Hello Lovely,
Maybe you're like me, all skinny legs with split ends and skinned elbows, the girl who padded her pastel training bra with pink Kleenex in seventh grade, the girl who shops in the children's department at nineteen. Or maybe you've always been bigger than your best friend, your brother, your cousin with eyes like ink blots. Maybe you face ableism on a daily basis as you wheelchair or other mobility aid; maybe you struggle to justify self-care to a society that ignores your health condition because it is not obvious to the eye. Maybe you have acne scars on your chin, stretchmarks on your hips, grass stains on your heart.
Let me offer you the simplest of secrets; when other people see your face, they don't notice blackheads or that birthmark you've always been embarrassed about. Other people notice the crinkles by your eyes when you crook your upper lip. When other people look at your legs, they don't see fat or skinny or scarred. They only see legs.
Consider this: not a single cell in your body can structurally exist without fat.

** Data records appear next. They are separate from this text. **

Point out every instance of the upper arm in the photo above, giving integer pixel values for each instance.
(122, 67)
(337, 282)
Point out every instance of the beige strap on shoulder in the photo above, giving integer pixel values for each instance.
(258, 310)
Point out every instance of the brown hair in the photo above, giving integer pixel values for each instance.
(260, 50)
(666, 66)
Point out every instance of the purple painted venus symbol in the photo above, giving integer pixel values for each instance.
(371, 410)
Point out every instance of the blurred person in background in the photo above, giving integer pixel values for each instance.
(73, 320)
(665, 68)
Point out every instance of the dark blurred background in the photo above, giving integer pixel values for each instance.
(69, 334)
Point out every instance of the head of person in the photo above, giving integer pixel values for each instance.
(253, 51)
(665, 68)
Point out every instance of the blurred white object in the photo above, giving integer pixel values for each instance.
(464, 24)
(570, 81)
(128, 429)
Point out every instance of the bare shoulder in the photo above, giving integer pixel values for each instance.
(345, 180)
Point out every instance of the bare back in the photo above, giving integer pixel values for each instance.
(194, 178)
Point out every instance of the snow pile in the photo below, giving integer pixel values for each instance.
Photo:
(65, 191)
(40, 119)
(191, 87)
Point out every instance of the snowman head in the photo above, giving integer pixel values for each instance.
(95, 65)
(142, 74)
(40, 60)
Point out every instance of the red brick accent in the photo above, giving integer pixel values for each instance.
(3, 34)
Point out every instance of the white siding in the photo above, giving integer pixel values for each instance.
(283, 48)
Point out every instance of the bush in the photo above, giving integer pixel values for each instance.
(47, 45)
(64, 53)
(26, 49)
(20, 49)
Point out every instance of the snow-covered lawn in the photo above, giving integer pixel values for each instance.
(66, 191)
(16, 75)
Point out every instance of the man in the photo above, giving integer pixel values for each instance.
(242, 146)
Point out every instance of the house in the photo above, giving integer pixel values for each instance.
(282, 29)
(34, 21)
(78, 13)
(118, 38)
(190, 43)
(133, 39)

Sixty percent of the human brain is fat. Adipose tissue is not a virus, bacteria, or tumor; it's integral as industry.
You, just as much as any platonic pedestrian, own some attributes of summer. Someone loves to see slabs of sunlight slice your hair. Someone's fever dreams are filled with the freckles on your forearms.
Your body is the basement where you counted down to your first kiss, the brownstone you cut from a catalog as a kid.
Your body is the blistered backyard swing, the auditorium where you got an honor roll award. It may be peeling or plastered, but it keeps keeping.
You body is the tree you scaled as a child. Don't cut it down.